I ricercatori dell’Università di Stanford hanno sviluppato la prima batteria che si spegne da sola prima di raggiungere una temperatura eccessiva e pericolosa, per poi riaccendersi nuovamente una volta raffreddata.
Sull’ultimo numero di Nature Energy si parla di batterie agli ioni di litio, o meglio, di come allungarne la vita ed evitare spiacevoli incidenti. Ad esempio il surriscaldamento. I ricercatori dell’Università di Stanford hanno sviluppato la prima batteria che si spegne da sola prima di raggiungere una temperatura eccessiva e pericolosa, per poi riaccendersi nuovamente una volta raffreddata.
Il problema del surriscaldamento
Se siete tra gli entusiasti degli hoverboard, probabilmente avete già familiarità con uno dei principali ostacoli incontrati finora proprio per via delle batterie: il fatto che rischiano di prendere fuoco e distruggervi la casa. Ma il problema del surriscaldamento riguarda anche strumenti molto più vicini alla quotidianità, tra tutti i computer.
La performance della batteria non viene ridotta dai cicli alternati di riscaldamento e raffreddamento previsti dalla nuova invenzione
Ad assicurarlo è Zhenan Bao, professore di ingegneria chimica e tra gli autori della ricerca, che ha lavorato alla nuova batteria con un team di colleghi già ferrato sull’argomento. In particolare Yi Cui, che nel 2014 aveva inventato una batteria “smart” che ben prima di riscaldarsi a livelli preoccupanti segnalava la temperatura (e scongiurava il rischio di incendi). Ma questo tipo di strategie -insieme ai ritardanti di fiamma o ignifuganti- arriva comunque troppo tardi per poter salvare anche la batteria, sulla quale si interverrà prima che l’incendio scoppi ma sarà poi inutilizzabile. Il vero passo in avanti è evitare il surriscaldamento e non buttare via la batteria a ogni imprevisto. Bao sembrerebbe esserci riuscito.
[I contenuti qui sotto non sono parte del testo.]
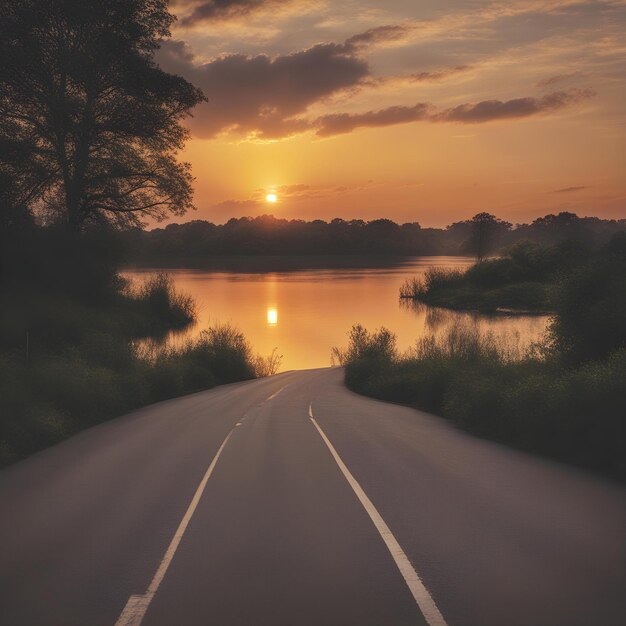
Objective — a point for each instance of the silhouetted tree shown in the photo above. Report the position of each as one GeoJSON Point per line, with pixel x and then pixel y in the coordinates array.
{"type": "Point", "coordinates": [485, 231]}
{"type": "Point", "coordinates": [93, 122]}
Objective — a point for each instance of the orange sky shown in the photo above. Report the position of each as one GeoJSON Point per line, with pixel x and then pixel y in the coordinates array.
{"type": "Point", "coordinates": [418, 111]}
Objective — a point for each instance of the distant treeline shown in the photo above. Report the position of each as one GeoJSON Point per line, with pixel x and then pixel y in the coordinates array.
{"type": "Point", "coordinates": [268, 235]}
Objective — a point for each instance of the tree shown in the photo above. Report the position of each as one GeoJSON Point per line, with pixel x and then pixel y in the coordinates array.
{"type": "Point", "coordinates": [95, 122]}
{"type": "Point", "coordinates": [485, 231]}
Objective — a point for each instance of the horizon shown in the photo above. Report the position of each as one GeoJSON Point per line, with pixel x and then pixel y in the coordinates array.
{"type": "Point", "coordinates": [174, 221]}
{"type": "Point", "coordinates": [399, 117]}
La soluzione: un sensore molto particolare
Una batteria agli ioni di litio è formata da due elettrodi e un elettrolita liquido o sotto forma di gel: è proprio quest’ultimo a rischiare di prendere fuoco se la batteria si buca (lo strato che separa i due poli positivo e negativo è stremamente sottile), si sovraccarica, va in cortocircuito o più semplicemente è difettosa. «Le tecniche che conosciamo sfortunatamente sono irreversibili», spiega Cui, „perciò dopo il surriscaldamento la batteria non si può più usare». Per risolvere questo impasse, il ricercatore e i colleghi hanno sondato la via delle nanotecnologie passando per un sensore inventato da Bao.
Il sensore, pensato originariamente per tutt’altro scopo (monitorare la temperatura corporea umana) ha una piccola struttura di plastica con incorporate particelle di nickel dalle quali spuntano delle “spine” minuscole, di pochi nanometri. Bao e i colleghi hanno rivestito queste spine di grafene -in foto un modello molecolare- il materiale che negli ultimi anni ha riempito le pagine dei giornali per le sue eccezionali proprietà (è il più sottile che conosciamo, 100 volte più resistente dell’acciaio e conduce meglio del rame) e le hanno incluse in un sottile film di polietilene.
Gli scienziati hanno attaccato il film di polietilene a uno degli elettrodi, in modo che la corrente potesse passarvi attraverso: per condurre l’elettricità le “spine” devono toccarsi fisicamente tra loro, ma raggiunta una temperatura molto alta (e la cosiddetta dilatazione termica) il polietilene si espande e le mantiene a distanza.
Così il film smette di condurre, l’elettricità non passa più e la batteria si spegne da sola.
Riscaldando la batteria a più di 70°C il film di polietilene si espande rapidamente, le spine non si toccano e la batteria si spegne. Quando la temperatura scende di nuovo, tornano in contatto e la batteria ricomincia a generare elettricità.
Ma non è necessario che la batteria si scaldi così tanto, perché le possibilità sono praticamente illimitate: se si vuole far spegnere la batteria a 100° oppure a 50°C è sufficiente cambiare il numero di particelle, o provare diversi polimeri (il polietilene è il più semplice e il più usato ma non certo l’unica opzione). «Confrontandolao con altri approcci, il nostro progetto è una strategia affidabile, veloce e reversibile per raggiungere prestazioni di alto livello e migliorare allo stesso tempo la sicurezza della batteria».